The people who came to Jesus that day were looking for "peace,” they were looking for salvation and deliverance.  But the peace that Jesus brings is impossible to establish by strength or military might.  The peace of Christ is brought about through vulnerability and mercy; it is given to those who are ready to surrender their lives to Him.  His peace is not about bringing chaos under control, but about transforming chaos and healing, restoring broken lives.  Peace isn’t about veiling life’s disappointments, putting on a front and pretending that everything is okay -- something that we’re very good at doing here in Russia.  God’s peace, the peace that King Jesus brings, is about transforming our life to the point that peace truly reigns in us, and not just the illusion of peace.  According to the Gospel, true power, as is revealed soon after Jesus arrival in Jerusalem, is the power of God crucified: the power that so desires change for someone else that it allows itself to be killed in order to give someone else resurrection.  The sovereign power of God in Christ will be revealed in the absolute gift of Himself, in the sacrifice that gives people life and lays a foundation for their freedom.  Jesus reveals the power of God, Who "lays down His life for His friends” and prayers for those who persecute Him.  The true power of God the King is the power of Love.  The true King is the King of love.

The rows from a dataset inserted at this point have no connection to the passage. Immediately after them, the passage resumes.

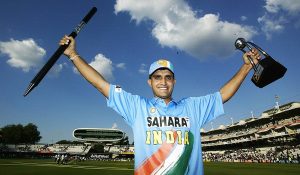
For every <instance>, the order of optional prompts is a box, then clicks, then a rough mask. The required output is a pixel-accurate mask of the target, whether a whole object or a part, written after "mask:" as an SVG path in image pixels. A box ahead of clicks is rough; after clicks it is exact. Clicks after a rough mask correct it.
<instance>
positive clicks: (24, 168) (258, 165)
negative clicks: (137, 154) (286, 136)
mask: <svg viewBox="0 0 300 175" xmlns="http://www.w3.org/2000/svg"><path fill="white" fill-rule="evenodd" d="M0 172H1V174H2V175H60V174H61V175H68V174H71V175H92V174H93V175H96V174H97V175H99V174H101V175H126V174H131V175H132V174H133V162H102V161H85V162H78V163H75V162H70V163H69V164H68V165H57V164H56V163H55V162H54V160H50V159H47V160H37V159H0ZM204 172H205V173H204V174H205V175H253V174H255V175H300V164H257V163H205V164H204Z"/></svg>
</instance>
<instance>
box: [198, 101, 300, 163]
mask: <svg viewBox="0 0 300 175" xmlns="http://www.w3.org/2000/svg"><path fill="white" fill-rule="evenodd" d="M201 135H202V147H203V148H202V149H203V160H204V161H224V162H270V163H300V103H298V102H292V103H288V104H285V105H282V106H277V107H274V108H272V109H269V110H267V111H264V112H263V113H262V114H261V116H260V117H258V118H255V117H251V118H247V119H245V120H241V121H239V122H237V123H235V124H232V125H229V126H226V127H225V126H221V127H219V128H218V129H215V130H211V131H208V132H205V131H203V130H202V131H201Z"/></svg>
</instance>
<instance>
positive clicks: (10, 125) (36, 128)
mask: <svg viewBox="0 0 300 175" xmlns="http://www.w3.org/2000/svg"><path fill="white" fill-rule="evenodd" d="M41 138H42V137H41V136H40V132H39V131H38V130H37V126H35V125H34V124H32V123H29V124H28V125H26V126H25V127H23V125H21V124H18V125H14V124H13V125H7V126H4V127H3V128H2V141H3V143H5V144H21V143H22V144H34V143H36V142H38V141H40V139H41Z"/></svg>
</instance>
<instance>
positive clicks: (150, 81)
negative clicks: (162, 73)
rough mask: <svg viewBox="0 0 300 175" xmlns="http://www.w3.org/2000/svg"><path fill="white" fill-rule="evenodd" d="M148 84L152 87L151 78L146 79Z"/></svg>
mask: <svg viewBox="0 0 300 175" xmlns="http://www.w3.org/2000/svg"><path fill="white" fill-rule="evenodd" d="M147 82H148V85H149V86H150V87H151V88H152V84H151V79H148V81H147Z"/></svg>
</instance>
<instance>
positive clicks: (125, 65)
mask: <svg viewBox="0 0 300 175" xmlns="http://www.w3.org/2000/svg"><path fill="white" fill-rule="evenodd" d="M116 67H117V68H120V69H124V70H125V69H126V64H125V63H119V64H117V65H116Z"/></svg>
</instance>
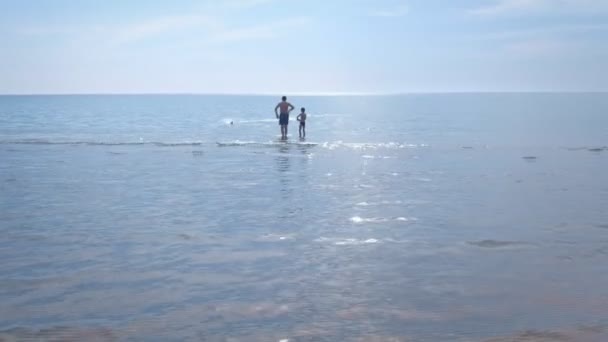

Today we tend, like those first followers, to celebrate Jesus as a King according to the ideas of this world, according to what this world values.  Let’s admit that we want to see Jesus with our own eyes, through the prism of what we think a King and Savior should be.  But today the Scripture reminds us that in Christ came a Kingdom that in its very root differs from our concept of a kingdom and power.  This is a Kingdom in which the King rules without defending Himself; this is a Kingdom in which peace is not achieved by strength, but is given freely, where life is obtained not through the taking of someone else’s life, but the giving of one’s own.  That is the kind of King that Jesus came to be, that is the kind of Kingdom he came to establish.  Today we celebrate this King, this Jesus Christ, and this Kingdom -- the Kingdom of God.
 But I fear that we will miss Him, just as so many missed Him when He walked this earth.  They were looking in the wrong place, they were expecting the wrong thing... and they missed not only Christ, but also the call to participate in this new strength, in this sacrificial and saving power.  When God created people in His own image, He blessed them and said, "Fill the earth and subdue it, rule” (Genesis 1:27-28).  God gave humans that sovereign power, but not in our fallen sense of the word, not in the sense of violence: He gave us the power to transform.  That is what it means to be made in the image of God: it means we have been endowed with a good, life giving power to transform.  Who will see in Jesus today the true Kingdom, at its root differing from our fallen concepts of power?  Who will hear today the call to participate with Him in this power of faith and humility, power which manifests itself in service?  "Your attitude should be the same as that of Christ Jesus: Who, being in very nature God, did not consider equality with God something to be grasped, but made himself nothing, humbled himself, became obedient to death, and then God affirmed His true power and gave Him the name that is above every name!”

I pray that we would know Christ, the One who rides into Jerusalem on a young colt, Who brings the Kingdom of God through love and forgiveness instead of the strength of a sword and the swiftness of chariots.  For if we are truly resurrected with Christ, if Death, having drowned in the waters of baptism, has no power over us, and then we no longer need neither slaves nor enemies upon whom to project our fears and desire to be a god.  Rather, in humility we become Him.  In Christ we receive the ability to love; in Christ we "have the strength to comprehend what the highest will is, what the highest glory is, what the highest power is.”  And the peace of God will be with us because we ourselves will become peace for others.